Appendix C: Performance Cookbook¶

Practical optimization patterns for Groggy

This cookbook provides actionable performance guidance based on Groggy's architecture. Each recipe includes the pattern, why it works, and when to use it.

Understanding Groggy's Performance Model¶

Core Performance Characteristics¶

Groggy's performance is based on three architectural decisions:

Columnar Storage - Attributes stored as separate arrays
Immutable Views - No copying unless explicitly requested
Rust Core - High-performance algorithms and data structures

Key Insight:

Bulk operations on columns are 10-100x faster than iteration over individual items

Recipe 1: Batch Operations Over Loops¶

❌ Anti-Pattern: Item-by-Item Iteration¶

# SLOW: Python loop, FFI call per node
for node_id in g.node_ids():
    age = g.nodes[node_id]["age"]  # FFI call
    if age < 30:
        young_nodes.append(node_id)

Why it's slow: - Python loop overhead - FFI crossing per iteration - No SIMD optimization

✅ Best Practice: Columnar Operations¶

# FAST: Single columnar filter
young = g.nodes[g.nodes["age"] < 30]

Why it's fast: - Single FFI crossing - Bulk columnar scan (cache-friendly) - SIMD-optimized filtering - Returns view (no copy)

Performance: ~100x faster for large graphs

When to Use¶

✅ Filtering nodes/edges by attributes
✅ Aggregating statistics
✅ Transforming attribute values
❌ Complex per-node logic that can't be vectorized

Recipe 2: Minimize FFI Crossings¶

Understanding FFI Overhead¶

Each call from Python to Rust has overhead (~50-100ns). For tight loops, this adds up.
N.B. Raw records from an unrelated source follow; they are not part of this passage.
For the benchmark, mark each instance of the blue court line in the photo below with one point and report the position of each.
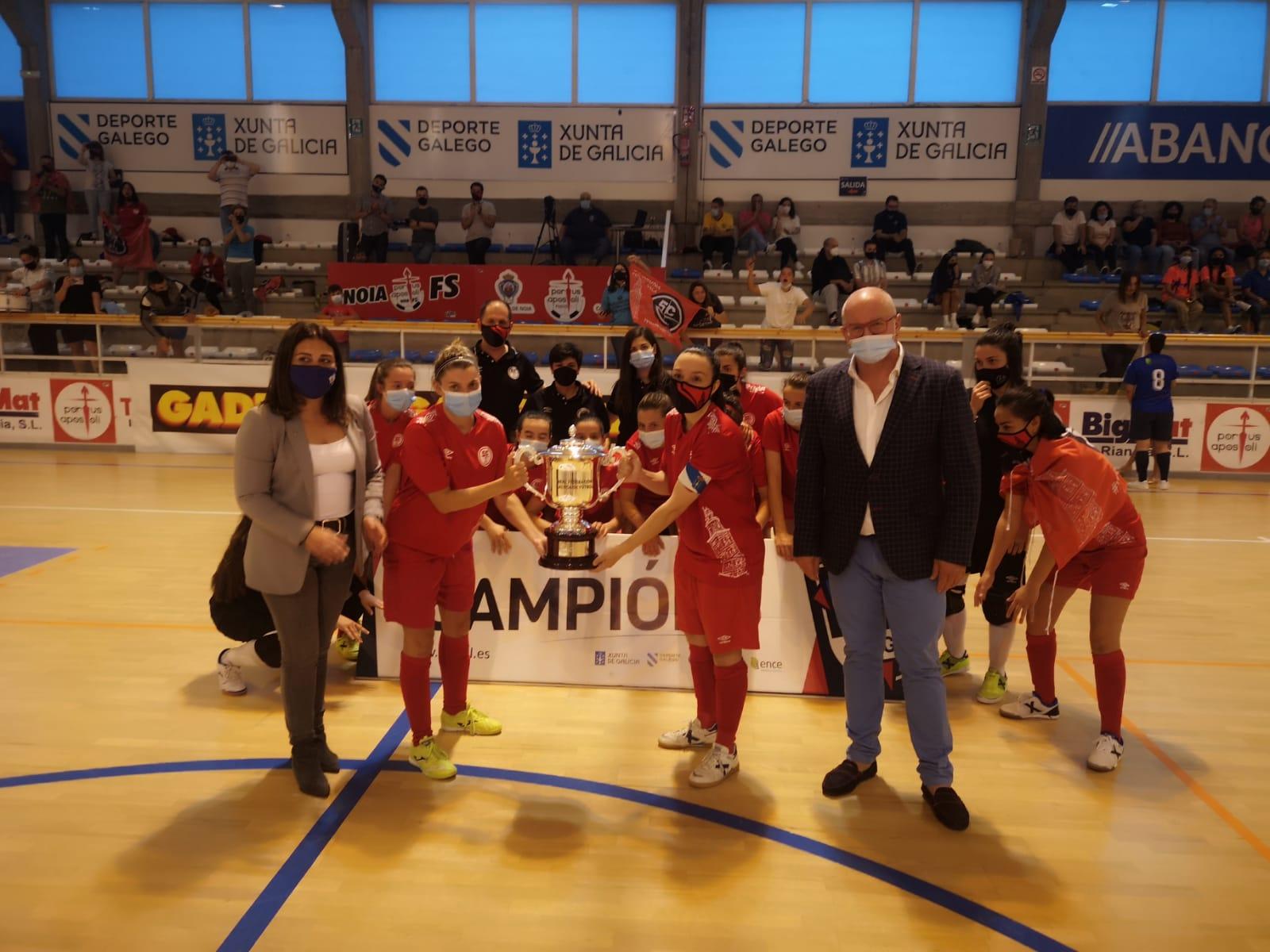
(16, 559)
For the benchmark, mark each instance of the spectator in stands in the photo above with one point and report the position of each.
(785, 232)
(983, 291)
(1174, 234)
(615, 305)
(639, 372)
(1253, 232)
(567, 397)
(710, 313)
(1123, 313)
(241, 263)
(584, 232)
(891, 232)
(207, 273)
(870, 271)
(1141, 241)
(1070, 236)
(1100, 238)
(50, 200)
(233, 178)
(1179, 290)
(718, 236)
(478, 220)
(131, 225)
(78, 292)
(755, 226)
(375, 219)
(1257, 291)
(831, 279)
(165, 298)
(1208, 228)
(423, 228)
(785, 305)
(944, 291)
(1217, 286)
(8, 201)
(101, 187)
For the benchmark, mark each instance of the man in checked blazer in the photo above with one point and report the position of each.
(888, 490)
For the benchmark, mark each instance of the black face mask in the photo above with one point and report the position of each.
(995, 378)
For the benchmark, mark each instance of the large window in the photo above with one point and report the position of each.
(198, 51)
(863, 51)
(619, 52)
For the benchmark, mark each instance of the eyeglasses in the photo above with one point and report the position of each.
(859, 330)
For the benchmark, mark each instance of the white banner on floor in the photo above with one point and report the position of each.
(543, 626)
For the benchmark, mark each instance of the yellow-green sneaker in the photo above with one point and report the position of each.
(347, 647)
(471, 721)
(435, 762)
(994, 689)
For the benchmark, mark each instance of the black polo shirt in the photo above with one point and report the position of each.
(505, 384)
(565, 412)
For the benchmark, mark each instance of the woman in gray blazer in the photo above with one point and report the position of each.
(308, 474)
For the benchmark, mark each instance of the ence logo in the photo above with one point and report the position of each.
(177, 409)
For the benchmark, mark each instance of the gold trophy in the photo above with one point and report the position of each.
(573, 486)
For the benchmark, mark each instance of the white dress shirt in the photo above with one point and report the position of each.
(870, 416)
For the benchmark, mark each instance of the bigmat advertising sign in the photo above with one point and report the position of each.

❌ Anti-Pattern: Frequent Small Calls¶

# SLOW: Many small FFI calls
total = 0
for node_id in g.node_ids():  # FFI call
    degree = g.degree(node_id)  # FFI call per node
    total += degree

✅ Best Practice: Bulk Retrieval¶

# FAST: Single bulk operation
degrees = g.degrees()  # One FFI call, returns NumArray
total = degrees.sum()  # Computed in Rust

Performance: O(n) FFI calls → O(1) FFI call

Strategy¶

Identify the operation you need
Check if bulk version exists (often does)
Retrieve all at once, process in Rust
Return result to Python

Common Bulk Operations¶

# Instead of loops, use bulk operations:
g.degrees()              # All degrees at once
g.node_ids()             # All node IDs
g.nodes["attribute"]     # Entire attribute column
g.table()                # All data as table

Recipe 3: Use Views, Materialize Only When Needed¶

Understanding Views¶

Most Groggy operations return views (lightweight references), not copies.

✅ Views Are Cheap¶

# All O(1) - no data copying:
subgraph = g.nodes[g.nodes["age"] < 30]     # View
table = g.table()                            # View
array = g["age"]                             # View

⚠️ Materialization Is Expensive¶

# These create new data structures:
df = g.nodes.table().to_pandas()    # Materializes to DataFrame
g_copy = subgraph.to_graph()        # Copies to new Graph
np_array = matrix.to_numpy()        # Converts to NumPy array

Best Practice: Delay Materialization¶

# Good: Chain views, materialize at end
result = (g.nodes[g.nodes["age"] < 30]    # View
           .table()                        # View
           .select(["name", "age"])        # View
           .to_pandas())                   # Materialize once

# Bad: Materialize early
df = g.nodes.table().to_pandas()           # Materialize
young_df = df[df["age"] < 30]              # Python filtering
result_df = young_df[["name", "age"]]      # Python selection

Performance Impact: - Views: O(1) time, O(1) memory - Materialization: O(n) time, O(n) memory

When to Materialize¶

✅ Final output for external libraries (pandas, numpy)
✅ When you need a persistent copy
✅ For complex Python-side processing
❌ In the middle of a chain

Recipe 4: Leverage Columnar Filtering¶

How Columnar Filtering Works¶

Groggy scans attribute columns using SIMD-optimized operations.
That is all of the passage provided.